Profits and CSR Should Go Hand-in-Hand
Companies that “do good” outperform those with lesser commitment to Corporate Social Responsibility (CRS) by 120% – 150%* Customers of all kinds (B2B and B2C), in all countries, are becoming increasingly socially-conscious and, increasingly, are starting to make buying decisions with an eye to how the companies behind the brand treat the planet, their people, their prospects and patrons.
In some quarters, however, there is increasing cynicism about the triple bottom line approach. Some articles’ authors even go so far as to the query, in the most critical of tones, whether or not companies are doing good simply for the sake of increasing profitability. I was discouraged to read the following article intro on Lifehack.org, as it appears representative of a growing number of posts:
“Over the last few years, Corporate Social Responsibility (CSR) has become
such a buzz word for business people with companies sprouting all sorts of CSR
initiatives, but are companies really embracing CSR because they believe in it or
are they in it for entirely selfish reasons?
Are they really acting out of some kind of moral duty or is the reality still that they
only care about the bottom line?”
I would hope that all companies care about the bottom line, including Not For Profits (NFPs need revenue; they just can’t have retained earnings). If corporate entities aren’t profitable, then how on earth can they continue to employ people, support the products and services consumers purchase, give back to their communities and invest in the R&D necessary to make their products more effectively – in ways that are less harmful to the planet?!
Case in point: Clorox uses a self-reinforcing triple bottom line growth strategy. This led to the 2009 introduction of a new natural product line: Green Works.
That same year, Clorox ceased transporting chlorine gas, opting instead to change the formula in its industrial strength products to eliminate the potential for deadly accidents, not to mention lessening its exposure in the face of growing regulatory requirements.
The resulting sustainability-related cost savings in Year One: $118 million – most of which was given to the Sierra Club, its Green Works partner.
Over the past five years this initiative has continued to make Clorox money and, thankfully, has spawned the introduction many other earth-friendly products… and the category continues to grow. Not only has Clorox’s approach helped improve its own profitability, it has prompted other manufacturers to become more green. That sounds like a triple win to me.
If other companies are also able to increase their bottom line by making this world a better place, or by improving the ways in which they impact the planet, then we should all stand to applaud.
Luckily, ‘Protecting the planet and the people who live on it’ (or at least not causing harm) has become table stakes in most of the developed economies… and increasingly so in the developing ones, too. This has, unfortunately, led to some companies’ actions not living up to their words. In the wake of much “green washing” press, customers are now seeking tangible proof that companies are “doing good”.

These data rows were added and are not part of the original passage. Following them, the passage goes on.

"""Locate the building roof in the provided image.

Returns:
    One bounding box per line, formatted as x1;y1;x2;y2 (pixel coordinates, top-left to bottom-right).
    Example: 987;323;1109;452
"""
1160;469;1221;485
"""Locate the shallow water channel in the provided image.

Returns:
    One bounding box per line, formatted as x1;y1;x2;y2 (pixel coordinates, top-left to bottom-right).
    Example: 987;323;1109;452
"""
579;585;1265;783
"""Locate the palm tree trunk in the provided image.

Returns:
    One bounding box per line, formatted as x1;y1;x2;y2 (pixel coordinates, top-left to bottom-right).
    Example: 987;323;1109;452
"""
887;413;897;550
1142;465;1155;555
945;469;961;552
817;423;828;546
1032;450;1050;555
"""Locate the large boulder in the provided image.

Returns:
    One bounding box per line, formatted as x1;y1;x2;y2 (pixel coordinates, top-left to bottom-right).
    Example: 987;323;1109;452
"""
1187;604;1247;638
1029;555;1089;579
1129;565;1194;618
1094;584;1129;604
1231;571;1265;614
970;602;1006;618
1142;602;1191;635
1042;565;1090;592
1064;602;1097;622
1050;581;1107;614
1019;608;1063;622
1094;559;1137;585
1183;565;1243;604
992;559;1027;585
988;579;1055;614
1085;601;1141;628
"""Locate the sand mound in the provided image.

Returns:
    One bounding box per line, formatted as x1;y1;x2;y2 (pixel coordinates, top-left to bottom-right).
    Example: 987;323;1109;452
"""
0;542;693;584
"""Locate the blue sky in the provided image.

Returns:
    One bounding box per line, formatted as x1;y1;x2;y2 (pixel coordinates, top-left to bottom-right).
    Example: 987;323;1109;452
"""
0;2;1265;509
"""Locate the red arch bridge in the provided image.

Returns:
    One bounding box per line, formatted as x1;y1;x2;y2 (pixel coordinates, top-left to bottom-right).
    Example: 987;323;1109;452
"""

They want evidence, in the form of advertising, web site content, news releases, etc., that organizations are…
- Producing their products in fair and ethical ways,
- Treating their employees well,
- Reducing their carbon footprints and conserving resources wherever possible, and
- Contributing to their communities (and giving locally – which is more important to some consumers than sending money overseas).
It’s a tall order, but for companies that can put their money and actions where their mouths are, rewards will be huge… and not just in terms of those oh-so-desirable profits.
* HavaMedia Labs, de Chernatony, Inc. Magazine, The Economist, etc.